Welcome to the DDNet Awards of 2017! We have 16 categories this year, representing the full gamut of creativity and artistry that games represent. 2017 has been an incredible year for videogames, and is without a doubt one of the best years for games ever, and that has made this year’s award particularly difficult to decide on.

As always, our voting period for the “year” runs from late November the year before through to late November this year. So if you see a game released in December last year in the awards winners, that’s why.
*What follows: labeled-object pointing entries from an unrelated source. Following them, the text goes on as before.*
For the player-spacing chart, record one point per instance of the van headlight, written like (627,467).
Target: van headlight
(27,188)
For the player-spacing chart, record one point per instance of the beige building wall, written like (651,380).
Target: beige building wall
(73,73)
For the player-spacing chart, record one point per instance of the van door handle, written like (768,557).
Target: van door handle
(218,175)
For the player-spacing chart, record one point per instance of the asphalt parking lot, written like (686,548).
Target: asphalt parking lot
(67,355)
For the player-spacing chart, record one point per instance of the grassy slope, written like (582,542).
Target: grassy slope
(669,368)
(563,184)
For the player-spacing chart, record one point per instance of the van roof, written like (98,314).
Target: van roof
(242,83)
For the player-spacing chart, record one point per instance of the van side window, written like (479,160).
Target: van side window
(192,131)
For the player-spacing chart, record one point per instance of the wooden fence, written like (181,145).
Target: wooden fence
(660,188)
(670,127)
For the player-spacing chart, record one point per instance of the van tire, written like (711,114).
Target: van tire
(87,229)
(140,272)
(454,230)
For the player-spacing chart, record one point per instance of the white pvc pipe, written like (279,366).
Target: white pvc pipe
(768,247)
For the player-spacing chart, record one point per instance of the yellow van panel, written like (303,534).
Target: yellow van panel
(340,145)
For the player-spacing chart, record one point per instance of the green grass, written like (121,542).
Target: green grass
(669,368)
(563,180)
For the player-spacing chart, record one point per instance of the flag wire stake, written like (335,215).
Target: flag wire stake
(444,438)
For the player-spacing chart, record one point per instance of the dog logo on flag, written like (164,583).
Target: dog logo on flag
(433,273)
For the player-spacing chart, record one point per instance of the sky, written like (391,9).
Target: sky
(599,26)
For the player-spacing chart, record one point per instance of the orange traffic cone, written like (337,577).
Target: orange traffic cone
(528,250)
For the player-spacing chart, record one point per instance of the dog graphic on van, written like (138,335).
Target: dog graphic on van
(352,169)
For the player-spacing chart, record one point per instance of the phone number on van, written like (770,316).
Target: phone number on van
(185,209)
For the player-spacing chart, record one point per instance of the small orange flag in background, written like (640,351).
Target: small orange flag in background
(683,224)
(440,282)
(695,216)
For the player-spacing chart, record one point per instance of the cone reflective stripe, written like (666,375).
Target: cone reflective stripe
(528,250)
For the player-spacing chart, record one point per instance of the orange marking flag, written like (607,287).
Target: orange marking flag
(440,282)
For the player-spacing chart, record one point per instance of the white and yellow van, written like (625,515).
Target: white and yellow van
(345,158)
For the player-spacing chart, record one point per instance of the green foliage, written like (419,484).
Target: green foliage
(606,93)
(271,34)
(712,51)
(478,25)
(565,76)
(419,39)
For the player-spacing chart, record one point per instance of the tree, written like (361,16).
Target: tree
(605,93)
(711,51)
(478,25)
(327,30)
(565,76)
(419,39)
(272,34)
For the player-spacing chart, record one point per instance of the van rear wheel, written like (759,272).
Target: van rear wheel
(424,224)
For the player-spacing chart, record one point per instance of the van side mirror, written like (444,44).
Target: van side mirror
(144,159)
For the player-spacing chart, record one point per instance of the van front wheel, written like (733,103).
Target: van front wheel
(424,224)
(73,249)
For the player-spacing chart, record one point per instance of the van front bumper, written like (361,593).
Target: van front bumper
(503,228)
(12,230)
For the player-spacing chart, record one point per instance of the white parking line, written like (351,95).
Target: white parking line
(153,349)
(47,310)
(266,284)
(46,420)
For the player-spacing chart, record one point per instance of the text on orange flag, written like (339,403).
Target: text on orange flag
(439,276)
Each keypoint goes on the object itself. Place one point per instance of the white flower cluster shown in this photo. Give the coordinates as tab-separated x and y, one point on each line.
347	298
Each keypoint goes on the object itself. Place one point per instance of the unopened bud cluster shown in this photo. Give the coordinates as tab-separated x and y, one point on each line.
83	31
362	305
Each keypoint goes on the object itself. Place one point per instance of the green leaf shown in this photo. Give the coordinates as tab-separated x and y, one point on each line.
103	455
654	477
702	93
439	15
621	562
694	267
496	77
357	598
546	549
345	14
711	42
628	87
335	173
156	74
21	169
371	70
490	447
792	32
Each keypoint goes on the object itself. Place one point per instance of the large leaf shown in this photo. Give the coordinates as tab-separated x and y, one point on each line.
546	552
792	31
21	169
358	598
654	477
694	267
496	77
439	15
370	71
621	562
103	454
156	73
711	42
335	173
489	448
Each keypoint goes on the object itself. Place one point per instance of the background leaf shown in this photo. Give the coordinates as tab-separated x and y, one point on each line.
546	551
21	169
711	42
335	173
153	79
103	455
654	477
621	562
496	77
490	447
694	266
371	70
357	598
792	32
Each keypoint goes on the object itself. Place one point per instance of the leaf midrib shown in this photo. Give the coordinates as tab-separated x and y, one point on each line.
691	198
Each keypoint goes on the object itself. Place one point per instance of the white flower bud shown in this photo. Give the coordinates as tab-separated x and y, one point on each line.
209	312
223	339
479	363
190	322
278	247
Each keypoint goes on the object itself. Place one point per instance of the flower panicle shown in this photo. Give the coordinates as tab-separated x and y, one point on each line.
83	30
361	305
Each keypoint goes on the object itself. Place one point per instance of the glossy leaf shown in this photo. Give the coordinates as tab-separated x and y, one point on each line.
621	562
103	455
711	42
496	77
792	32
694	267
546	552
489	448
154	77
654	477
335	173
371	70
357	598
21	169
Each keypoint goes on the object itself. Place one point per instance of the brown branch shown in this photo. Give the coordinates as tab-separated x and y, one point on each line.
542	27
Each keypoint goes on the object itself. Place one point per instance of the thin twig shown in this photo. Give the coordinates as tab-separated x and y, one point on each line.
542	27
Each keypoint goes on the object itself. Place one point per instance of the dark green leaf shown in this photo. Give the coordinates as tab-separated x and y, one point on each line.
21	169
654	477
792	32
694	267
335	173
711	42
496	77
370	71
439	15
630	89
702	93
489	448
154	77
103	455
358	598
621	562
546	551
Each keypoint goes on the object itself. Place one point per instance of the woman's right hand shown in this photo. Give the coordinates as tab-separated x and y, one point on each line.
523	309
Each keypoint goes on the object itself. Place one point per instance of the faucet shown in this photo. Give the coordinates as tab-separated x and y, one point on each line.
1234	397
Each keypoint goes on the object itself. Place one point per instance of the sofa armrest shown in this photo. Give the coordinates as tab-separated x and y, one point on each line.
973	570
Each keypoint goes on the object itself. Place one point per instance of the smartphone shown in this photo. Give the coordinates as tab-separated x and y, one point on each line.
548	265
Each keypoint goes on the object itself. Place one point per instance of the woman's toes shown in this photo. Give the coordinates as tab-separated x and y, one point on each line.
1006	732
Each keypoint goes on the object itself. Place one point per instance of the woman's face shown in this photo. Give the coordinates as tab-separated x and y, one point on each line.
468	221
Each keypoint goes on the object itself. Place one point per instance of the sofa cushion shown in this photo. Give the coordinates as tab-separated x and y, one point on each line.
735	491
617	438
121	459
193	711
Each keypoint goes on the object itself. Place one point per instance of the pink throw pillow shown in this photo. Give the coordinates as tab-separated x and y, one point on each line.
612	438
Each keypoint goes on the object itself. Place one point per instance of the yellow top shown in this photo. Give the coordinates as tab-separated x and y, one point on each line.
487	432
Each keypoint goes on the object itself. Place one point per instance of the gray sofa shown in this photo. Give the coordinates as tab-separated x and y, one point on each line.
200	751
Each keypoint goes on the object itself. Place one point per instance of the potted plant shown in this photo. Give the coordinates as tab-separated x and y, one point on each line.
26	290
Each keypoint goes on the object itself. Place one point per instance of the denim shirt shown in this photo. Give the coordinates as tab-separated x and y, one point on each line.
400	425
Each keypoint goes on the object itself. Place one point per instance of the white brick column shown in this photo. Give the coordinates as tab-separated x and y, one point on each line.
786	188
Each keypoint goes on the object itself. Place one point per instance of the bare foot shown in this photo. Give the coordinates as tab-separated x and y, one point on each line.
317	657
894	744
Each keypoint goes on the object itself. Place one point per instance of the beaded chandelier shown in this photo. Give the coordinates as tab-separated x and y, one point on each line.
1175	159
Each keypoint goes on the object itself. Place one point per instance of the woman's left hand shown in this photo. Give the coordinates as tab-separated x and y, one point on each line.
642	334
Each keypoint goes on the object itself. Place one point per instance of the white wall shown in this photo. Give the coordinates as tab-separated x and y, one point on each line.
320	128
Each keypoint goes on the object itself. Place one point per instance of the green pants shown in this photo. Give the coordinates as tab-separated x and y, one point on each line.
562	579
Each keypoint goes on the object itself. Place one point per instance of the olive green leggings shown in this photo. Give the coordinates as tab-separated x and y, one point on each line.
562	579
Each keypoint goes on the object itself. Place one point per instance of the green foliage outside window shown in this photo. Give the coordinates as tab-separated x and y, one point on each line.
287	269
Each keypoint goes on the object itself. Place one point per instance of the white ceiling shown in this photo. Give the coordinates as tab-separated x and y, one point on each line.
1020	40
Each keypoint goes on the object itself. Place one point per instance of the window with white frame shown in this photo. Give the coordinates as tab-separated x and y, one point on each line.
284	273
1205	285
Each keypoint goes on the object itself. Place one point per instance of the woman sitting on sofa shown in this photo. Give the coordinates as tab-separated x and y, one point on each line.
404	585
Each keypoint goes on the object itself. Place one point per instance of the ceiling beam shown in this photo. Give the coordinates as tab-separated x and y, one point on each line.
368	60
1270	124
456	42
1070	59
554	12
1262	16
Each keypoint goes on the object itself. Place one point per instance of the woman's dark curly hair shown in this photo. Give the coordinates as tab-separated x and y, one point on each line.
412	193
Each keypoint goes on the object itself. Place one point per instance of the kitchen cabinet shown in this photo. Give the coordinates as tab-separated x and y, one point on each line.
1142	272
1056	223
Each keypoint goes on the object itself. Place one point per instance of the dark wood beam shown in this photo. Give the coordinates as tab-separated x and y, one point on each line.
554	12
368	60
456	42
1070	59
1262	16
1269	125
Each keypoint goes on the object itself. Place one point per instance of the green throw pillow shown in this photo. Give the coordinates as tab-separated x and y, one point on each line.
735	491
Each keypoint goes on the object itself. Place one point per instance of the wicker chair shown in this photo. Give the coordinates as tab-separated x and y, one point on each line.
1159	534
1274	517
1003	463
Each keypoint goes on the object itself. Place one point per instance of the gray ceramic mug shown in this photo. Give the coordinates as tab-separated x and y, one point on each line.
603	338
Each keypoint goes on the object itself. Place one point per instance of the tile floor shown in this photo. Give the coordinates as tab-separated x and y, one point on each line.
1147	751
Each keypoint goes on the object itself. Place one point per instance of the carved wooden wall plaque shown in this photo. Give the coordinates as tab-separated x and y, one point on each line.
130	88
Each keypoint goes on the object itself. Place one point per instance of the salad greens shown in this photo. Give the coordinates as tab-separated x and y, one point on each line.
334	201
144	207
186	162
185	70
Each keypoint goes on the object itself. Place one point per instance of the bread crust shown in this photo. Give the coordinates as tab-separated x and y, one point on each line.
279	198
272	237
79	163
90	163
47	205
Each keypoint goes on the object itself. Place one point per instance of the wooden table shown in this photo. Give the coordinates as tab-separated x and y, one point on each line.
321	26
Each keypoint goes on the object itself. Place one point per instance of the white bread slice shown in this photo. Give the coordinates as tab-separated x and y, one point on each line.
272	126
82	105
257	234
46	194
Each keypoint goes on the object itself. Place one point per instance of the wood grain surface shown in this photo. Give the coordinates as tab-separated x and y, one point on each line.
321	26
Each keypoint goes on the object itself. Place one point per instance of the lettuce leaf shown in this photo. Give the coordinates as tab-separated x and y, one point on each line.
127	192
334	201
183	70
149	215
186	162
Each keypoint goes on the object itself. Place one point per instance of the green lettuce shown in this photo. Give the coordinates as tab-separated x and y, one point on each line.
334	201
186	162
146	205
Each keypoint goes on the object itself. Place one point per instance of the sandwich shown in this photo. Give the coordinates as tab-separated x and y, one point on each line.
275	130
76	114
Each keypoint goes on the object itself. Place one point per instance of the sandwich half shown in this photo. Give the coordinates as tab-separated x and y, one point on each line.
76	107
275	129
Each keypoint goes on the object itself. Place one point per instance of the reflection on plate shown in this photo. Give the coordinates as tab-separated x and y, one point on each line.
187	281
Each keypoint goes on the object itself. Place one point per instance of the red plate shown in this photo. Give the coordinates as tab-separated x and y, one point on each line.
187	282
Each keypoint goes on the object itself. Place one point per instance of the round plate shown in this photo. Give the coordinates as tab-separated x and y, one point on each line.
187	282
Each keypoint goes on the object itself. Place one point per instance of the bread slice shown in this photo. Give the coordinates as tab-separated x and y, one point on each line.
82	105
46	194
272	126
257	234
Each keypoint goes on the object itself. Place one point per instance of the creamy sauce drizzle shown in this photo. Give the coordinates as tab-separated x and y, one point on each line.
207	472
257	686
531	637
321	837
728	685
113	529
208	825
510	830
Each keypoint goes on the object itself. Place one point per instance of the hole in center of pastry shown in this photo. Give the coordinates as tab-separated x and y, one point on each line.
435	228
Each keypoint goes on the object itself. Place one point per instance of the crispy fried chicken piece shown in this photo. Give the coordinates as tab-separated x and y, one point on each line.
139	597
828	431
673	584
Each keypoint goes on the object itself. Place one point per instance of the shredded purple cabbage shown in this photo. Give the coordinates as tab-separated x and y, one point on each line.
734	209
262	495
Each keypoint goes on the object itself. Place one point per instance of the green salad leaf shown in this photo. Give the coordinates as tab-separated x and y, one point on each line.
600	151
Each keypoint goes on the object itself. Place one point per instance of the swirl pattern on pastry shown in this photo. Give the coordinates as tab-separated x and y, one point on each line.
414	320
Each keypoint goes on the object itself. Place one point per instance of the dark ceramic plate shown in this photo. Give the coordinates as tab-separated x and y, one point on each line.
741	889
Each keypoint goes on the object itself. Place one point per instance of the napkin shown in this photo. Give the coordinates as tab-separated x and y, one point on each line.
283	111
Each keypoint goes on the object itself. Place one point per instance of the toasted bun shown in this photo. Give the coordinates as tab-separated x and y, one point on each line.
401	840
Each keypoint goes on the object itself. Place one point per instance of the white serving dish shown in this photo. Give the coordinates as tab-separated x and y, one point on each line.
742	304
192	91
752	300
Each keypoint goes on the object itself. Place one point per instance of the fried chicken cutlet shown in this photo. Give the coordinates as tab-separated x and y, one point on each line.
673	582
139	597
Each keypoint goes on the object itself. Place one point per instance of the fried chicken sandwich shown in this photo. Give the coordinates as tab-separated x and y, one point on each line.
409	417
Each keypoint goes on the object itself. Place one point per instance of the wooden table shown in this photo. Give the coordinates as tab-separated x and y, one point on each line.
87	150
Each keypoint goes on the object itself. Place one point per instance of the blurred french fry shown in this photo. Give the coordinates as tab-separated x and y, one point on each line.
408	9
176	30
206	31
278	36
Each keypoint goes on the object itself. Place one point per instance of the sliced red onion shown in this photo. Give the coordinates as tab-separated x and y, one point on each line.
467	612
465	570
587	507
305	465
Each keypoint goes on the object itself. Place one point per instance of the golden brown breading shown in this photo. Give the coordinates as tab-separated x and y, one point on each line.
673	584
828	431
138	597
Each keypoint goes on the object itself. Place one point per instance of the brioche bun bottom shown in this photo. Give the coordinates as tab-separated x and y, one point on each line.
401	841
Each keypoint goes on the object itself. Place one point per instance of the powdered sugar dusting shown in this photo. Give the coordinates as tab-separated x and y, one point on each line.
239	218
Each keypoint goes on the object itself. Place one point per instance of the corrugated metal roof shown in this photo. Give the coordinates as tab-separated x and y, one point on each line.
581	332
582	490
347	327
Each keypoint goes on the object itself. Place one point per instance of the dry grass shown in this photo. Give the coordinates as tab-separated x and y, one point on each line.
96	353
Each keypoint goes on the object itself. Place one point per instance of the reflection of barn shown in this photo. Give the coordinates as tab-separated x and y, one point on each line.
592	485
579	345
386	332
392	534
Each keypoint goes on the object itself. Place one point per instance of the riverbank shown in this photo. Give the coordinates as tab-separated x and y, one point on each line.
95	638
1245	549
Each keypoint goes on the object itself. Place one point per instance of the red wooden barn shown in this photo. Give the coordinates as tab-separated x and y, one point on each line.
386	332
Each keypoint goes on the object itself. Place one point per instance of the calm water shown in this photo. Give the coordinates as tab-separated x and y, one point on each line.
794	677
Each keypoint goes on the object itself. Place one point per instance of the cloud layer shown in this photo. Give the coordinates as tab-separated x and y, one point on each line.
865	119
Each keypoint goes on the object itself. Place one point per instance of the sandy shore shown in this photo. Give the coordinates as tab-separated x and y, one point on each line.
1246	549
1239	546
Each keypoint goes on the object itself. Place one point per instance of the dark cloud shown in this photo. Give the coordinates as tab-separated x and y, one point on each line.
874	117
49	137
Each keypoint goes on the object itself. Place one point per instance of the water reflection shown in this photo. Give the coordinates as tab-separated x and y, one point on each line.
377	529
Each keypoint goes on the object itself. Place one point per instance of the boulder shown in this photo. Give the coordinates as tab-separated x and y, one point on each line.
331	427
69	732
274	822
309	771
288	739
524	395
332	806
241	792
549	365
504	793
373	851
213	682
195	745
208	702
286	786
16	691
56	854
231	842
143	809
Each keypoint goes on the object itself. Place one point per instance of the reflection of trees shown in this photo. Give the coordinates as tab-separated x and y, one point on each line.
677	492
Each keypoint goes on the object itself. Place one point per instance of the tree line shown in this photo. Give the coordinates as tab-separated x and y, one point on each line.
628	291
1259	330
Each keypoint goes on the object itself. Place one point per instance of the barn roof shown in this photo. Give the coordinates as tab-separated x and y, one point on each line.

We like supporting the Australian and New Zealand games industries at DDNet. It’s where DDNet itself is from, of course, and on top of that it’s an industry filled with really good people doing their best in difficult commercial and economic conditions. Australia, especially, gets no government support as the larger games industries in places like Canada tend to, and yet despite that – and the fact we have no large studios left to train up our next generation of developers – we produce amazing games year in, year out. Indeed, 2017 was one of the best years ever for the industry in terms of sheer creativity.

BRONZE

Hand of Fate 2

The original Hand of Fate was a wonderful game, and the sequel is better on every level. Part gamebook, part deck building card game, part furious action, and all class, Hand of Fate 2 drips with style, panache and precision. It’s so carefully balanced and artfully designed that we will be playing this one for a very long time to come yet.

SILVER


Yonder: The Cloud Catcher Chronicles

It’s rare that a game is genuinely non-violent and positive in tone, and Yonder managed to be one of those games. It’s an open world game with a strong fantasy vibe, where you explore, complete quests for the folk of the towns scattered about the place, and bask in the breathtaking the vistas. The difference is, compared to other open world games, that there isn’t any combat whatsoever. No roaming monsters, no evil geniuses with plans. The most you’ll interact with people is to talk to them, and for animals it’s to make pets – no, friends – of them. Yonder is truly delightful, innocent, and charming, and there just aren’t enough games like that out there.

GOLD

Golf Story

Golf Story really came out of nowhere. In fact, most of us didn’t even realise it was an Australian-developed game for the longest period of time. It was released on the Nintendo Switch with little fanfare, and it was really only as people started to play it that that we all came to realise that this wasn’t just a well made “little indie” game – it was the real marriage of personality, quality gameplay and clever art direction to make it a real charmer. Sadly we never got around to do a review of this one at DDNet, but it really is a brilliant game that deserves all the praise that it has been getting since launching.